Hello friends, I´ve just registered and I would appreciate some help. I´ve been trying to mate my Parastagmatoptera females, but they are really ferocious towards the males, even when gorged with food. Females are three weeks past the last moult, and males about two months ( in this species males moult six times and females seven), so I figure they should be mating. Do any of you know of some mating tips that could help?


----------



## yen_saw (Jun 6, 2006)

Howdy! i will try to wait for another week. When a female mantis is ready, she would remain calm and do not show aggression towards the male. Also put some twigs and leaves in the enclosure so plenty of place for the male to sneak up from behind. Or you could feed the female a large hopper so it won't hurt the male when pairing them up. But usually if the female is not ready she will drop the food and try to fend off the male. Good luck and welcome!


----------



## Ian (Jun 7, 2006)

Welcome to the forum  I find the best method for mating is the houseplant method, whereby the female has no vlue of the males presence, until he is on her back. Just place the female facing upwards, near the top of the plant, and give some a cricket, or a locust to keep her amused.
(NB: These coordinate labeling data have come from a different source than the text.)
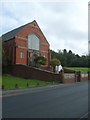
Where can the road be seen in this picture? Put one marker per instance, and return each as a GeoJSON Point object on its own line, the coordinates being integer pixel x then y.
{"type": "Point", "coordinates": [58, 101]}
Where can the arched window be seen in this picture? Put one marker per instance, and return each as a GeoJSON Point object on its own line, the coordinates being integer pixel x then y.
{"type": "Point", "coordinates": [33, 42]}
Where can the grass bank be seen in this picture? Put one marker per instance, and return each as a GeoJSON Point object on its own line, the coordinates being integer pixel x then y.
{"type": "Point", "coordinates": [10, 82]}
{"type": "Point", "coordinates": [81, 69]}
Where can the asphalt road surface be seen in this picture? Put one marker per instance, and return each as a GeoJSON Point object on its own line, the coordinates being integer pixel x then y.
{"type": "Point", "coordinates": [58, 101]}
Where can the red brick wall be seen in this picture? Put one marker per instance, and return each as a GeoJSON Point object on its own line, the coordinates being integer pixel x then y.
{"type": "Point", "coordinates": [21, 43]}
{"type": "Point", "coordinates": [9, 47]}
{"type": "Point", "coordinates": [21, 40]}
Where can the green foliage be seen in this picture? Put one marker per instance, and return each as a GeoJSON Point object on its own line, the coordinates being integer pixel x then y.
{"type": "Point", "coordinates": [55, 62]}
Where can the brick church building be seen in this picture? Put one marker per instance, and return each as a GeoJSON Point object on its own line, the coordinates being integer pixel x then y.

Place the male about 15cm behind, and within a few minutes he will usually of picked up her pheramone. Then it's pretty self explanatory from there on. This method has never failed me, so you may want to give it a try!


----------



## louvadeus (Jun 7, 2006)

Thanks Ian and Yen, I´ll follow the recomendations and see what happens.


----------



## louvadeus (Jun 12, 2006)

Hello Friends,

I followed both advices and had partial success! I waited one more week and tried the mating with the females upside down, hanging from a branch and with food. One male mounted (out of 4 different couples) but still hasn't connected. What is your usual rate of succesfull matings? My males and females are all from the same Ooth. What is your experience with inbreeding? Do you think it can interfere with matings and fecundity?

Thanks again.

Louvadeus


----------